A. C. of the Spoon Cafe Gallery, England writes: "There isn't a simple answer to the question (when is there?) - I think the key to the whole thing is not to allow one person's self-expression to violate another's rights. In the case of the mailbomber, people who had not chosen to participate in the performance piece where caused injury and distress by the artist, this was not an acceptable form of self expression as those people had no choice whether to participate. In the case of an artist breaking taboos - whether sexual, religious, race etc - within a gallery environment, where visitors are warned that there may be explicit content, I have no problem with that. In fact I think its part of the artists duty to break these taboos. I find it more shocking myself that the mayor of a multi-cultural city such as New York has a problem with the Virgin Mary being depicted as black - she was almost certainly a great deal darker skinned that she's normally depicted in western iconography. As for the students re-enacting a suicide bombing, it would depend on the context and the content. I would imagine that this was a pretty serious comment on a situation which effects the lives of these people on a daily basis, and they'd have every right to comment on it. Again, in the right setting only those who had been warned of the content would get to see such as piece, and without the input of the sensationalist media most people would never even get to hear about such works, and would therefore avoid offence. Its funny how the mass media only ever shows an interest in the arts when the content is shocking, controversial or taboo breaking - is it any wonder that young artists turn to shock tactics to get attention?"

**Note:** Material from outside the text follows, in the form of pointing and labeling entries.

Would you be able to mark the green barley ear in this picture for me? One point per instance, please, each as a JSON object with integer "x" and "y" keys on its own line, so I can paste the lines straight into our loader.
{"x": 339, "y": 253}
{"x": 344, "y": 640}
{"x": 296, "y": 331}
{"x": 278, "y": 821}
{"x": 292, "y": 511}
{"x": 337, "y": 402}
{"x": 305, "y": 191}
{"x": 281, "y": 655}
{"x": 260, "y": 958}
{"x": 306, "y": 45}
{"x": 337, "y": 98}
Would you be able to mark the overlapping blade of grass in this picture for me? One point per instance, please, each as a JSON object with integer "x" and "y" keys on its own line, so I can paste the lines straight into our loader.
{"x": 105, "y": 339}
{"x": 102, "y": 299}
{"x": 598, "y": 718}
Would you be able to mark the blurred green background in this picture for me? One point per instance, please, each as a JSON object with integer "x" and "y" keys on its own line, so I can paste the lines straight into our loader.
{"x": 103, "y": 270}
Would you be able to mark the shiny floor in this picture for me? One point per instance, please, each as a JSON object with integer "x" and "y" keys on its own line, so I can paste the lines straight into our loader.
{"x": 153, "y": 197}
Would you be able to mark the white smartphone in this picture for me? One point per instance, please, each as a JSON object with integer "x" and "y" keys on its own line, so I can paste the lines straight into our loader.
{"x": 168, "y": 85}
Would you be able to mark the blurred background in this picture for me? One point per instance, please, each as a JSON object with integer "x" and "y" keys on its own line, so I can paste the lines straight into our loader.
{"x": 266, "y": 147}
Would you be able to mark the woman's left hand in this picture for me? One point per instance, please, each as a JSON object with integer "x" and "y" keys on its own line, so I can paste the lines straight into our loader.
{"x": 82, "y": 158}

Fred Ross, Chairman, Art Renewal Center writes: "Yes, but as always common sense must be used. No blanket philosophy either way really works in all circumstances.
If social norms and sensibilities are too narrowly wrapped, then being
attentive to them can really close off freedom of expression, as in Nazi
Germany or Saudi Arabia today. But in the USA in 2002, there is so little that's left, that the only way to shock norms and sensibilities is with bloody tampons - that's no longer expression. It's offensiveness for its own sake. Common sense says that at this place and at this time, its time for art to apply itself to real subject matter....the taboos that we have left are needed. Otherwise the next step will be murder, as performance art, as your article pointed out.
K. H. writes: "Again we run into the problem of using the excluded middle as a guide to life rather than a convenience in logic. To put it simply, artists should respect other people and their value but certainly not blindly follow conventions that only serve to mask that value or render it impotent. All the instances referred to have little or nothing to do with art but are simply means (by now hopelessly cliched means) of self-promotion. Certainly artists have the right to produce sensationalist junk just as the National Enquirer has the right to publish it but artists cannot claim to lead society or even fill a valid role if their own value system is no different from that of an Enron executive. Absolute freedom of expression is mere license, ultimately inert and inconsequential, and available to any four-year-old. The art to aim for creates value through identity-it may be rare and difficult but it has power."
H. H. writes: "I have a few paintings in my portfolio that offend some people. They have the option to NOT view those paintings if they so choose. However they often feel the need to censor these paintings so that no one can enjoy them."
"Whether it is Christmas, Hanukkah, Eid, or whatever form of winter solstice celebration you observe, all the staff at ArtVitae.com wish you all tolerance, charity, understanding, and good will during this holiday season."